Lamb Meal & Oatmeal Medley 
PRAIRIE KIBBLE FOR DOGS

•High in lamb meal
•Whole, hearty grains
•No corn, no wheat, no soy
•Exclusive freeze dried raw Bio-Coating® (learn more)
•Specially formulated for rotation feeding
•Complete and balanced for all life stages
Sizes Available
5 lb, 15 lb, 30 lb

Ingredients
Lamb Meal, Oatmeal, Brown Rice, Barley, Canola Oil (preserved with Mixed Tocopherols and Citric Acid), Menhaden Fish Meal, D-calcium Phosphate, Ground Flaxseeds, Montmorillonite Clay, Natural Lamb Flavor, Alfalfa Meal, Potassium Chloride, Vitamins (Choline Chloride, Vitamin E Supplement, Ascorbic Acid, Biotin, Niacin Supplement, Vitamin A Acetate, D-Calcium Pantothenate, Riboflavin Supplement, Pyridoxine Hydrochloride, Ethylenediamine Dihydriodide, Thiamine Mononitrate, Vitamin B12 Supplement, Beta Carotene, Vitamin D3 Supplement, Folic Acid), Sea Salt, Minerals (Zinc Proteinate, Iron Proteinate, Manganese Proteinate, Copper Proteinate, Sodium Selenite), Lamb Liver, Inulin, Flaxseed Oil, Dried Enterococcus Faecium Fermentation Product, Dried Lactobacillus Acidophilus Fermentation Product, Apples, Carrots, Peas, Freeze Dried Lamb, Freeze Dried Lamb Hearts, Freeze Dried Lamb Liver, Pumpkinseeds, Ground Lamb Bone, Butternut Squash, Broccoli, Lettuce, Spinach, Dried Kelp, Salmon Oil, Apple Cider Vinegar, Parsley, Honey, Blueberries, Alfalfa Sprouts, Persimmons, Olive Oil, Duck Eggs, Pheasant Eggs, Quail Eggs, Sage, Clove, Rosemary Extract. Visit the Ingredient Glossary to learn about each ingredient.


----------



## beckinwolf (Sep 2, 2008)

California Natural's Lamb and Rice does not have those ingrediants. Here's a link to that food. They even have it in a small bites formula. 

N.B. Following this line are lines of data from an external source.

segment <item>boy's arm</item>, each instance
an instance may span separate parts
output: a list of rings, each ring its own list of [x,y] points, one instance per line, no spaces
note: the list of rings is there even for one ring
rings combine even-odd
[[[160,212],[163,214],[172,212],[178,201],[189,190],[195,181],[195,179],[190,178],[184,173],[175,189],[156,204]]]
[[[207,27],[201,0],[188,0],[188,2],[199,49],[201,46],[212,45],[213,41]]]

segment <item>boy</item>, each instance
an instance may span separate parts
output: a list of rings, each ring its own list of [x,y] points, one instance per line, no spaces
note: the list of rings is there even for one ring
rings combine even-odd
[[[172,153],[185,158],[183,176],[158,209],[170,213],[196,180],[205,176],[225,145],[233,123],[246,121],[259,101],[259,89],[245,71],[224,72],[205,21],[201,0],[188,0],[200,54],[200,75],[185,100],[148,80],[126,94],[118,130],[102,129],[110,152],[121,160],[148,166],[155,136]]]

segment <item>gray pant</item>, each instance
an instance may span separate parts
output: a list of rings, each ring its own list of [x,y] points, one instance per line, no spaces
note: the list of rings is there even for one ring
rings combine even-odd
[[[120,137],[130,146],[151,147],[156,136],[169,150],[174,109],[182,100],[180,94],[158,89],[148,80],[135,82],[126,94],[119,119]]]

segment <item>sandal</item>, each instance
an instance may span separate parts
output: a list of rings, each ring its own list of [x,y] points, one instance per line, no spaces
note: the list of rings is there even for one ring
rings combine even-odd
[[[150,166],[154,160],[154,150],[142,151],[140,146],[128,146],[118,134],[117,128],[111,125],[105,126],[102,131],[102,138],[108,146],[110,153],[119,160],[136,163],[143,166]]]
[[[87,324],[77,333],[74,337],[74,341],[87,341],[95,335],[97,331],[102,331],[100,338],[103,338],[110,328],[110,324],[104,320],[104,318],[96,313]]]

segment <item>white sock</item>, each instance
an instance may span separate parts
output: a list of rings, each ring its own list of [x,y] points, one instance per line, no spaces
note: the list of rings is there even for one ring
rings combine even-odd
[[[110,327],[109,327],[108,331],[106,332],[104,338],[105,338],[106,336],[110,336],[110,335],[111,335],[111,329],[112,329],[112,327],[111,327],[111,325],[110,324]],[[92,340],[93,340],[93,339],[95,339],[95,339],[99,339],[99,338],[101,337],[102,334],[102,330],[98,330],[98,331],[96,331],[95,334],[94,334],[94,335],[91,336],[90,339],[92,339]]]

http://www.californianaturalpet.com/produc...ult.asp?id=1671


----------



## k/c mom (Oct 9, 2004)

Not sure why you don't want beet pulp. It is white, not purple and won't affect tear staining, if that is what you are worried about.

http://dogs.about.com/od/dietandnutrition/g/beet_pulp.htm
"Definition: Beet pulp, not to be confused with your average common garden beet, is what's leftover after the sugar has been extracted from sugar beets. As a plant fibre, beet pulp is not digestable, but is beneficial to your dog's digestive system, making his stools firmer and easier to pass, while still giving your dog needed energy from the remaining sugars in the pulp."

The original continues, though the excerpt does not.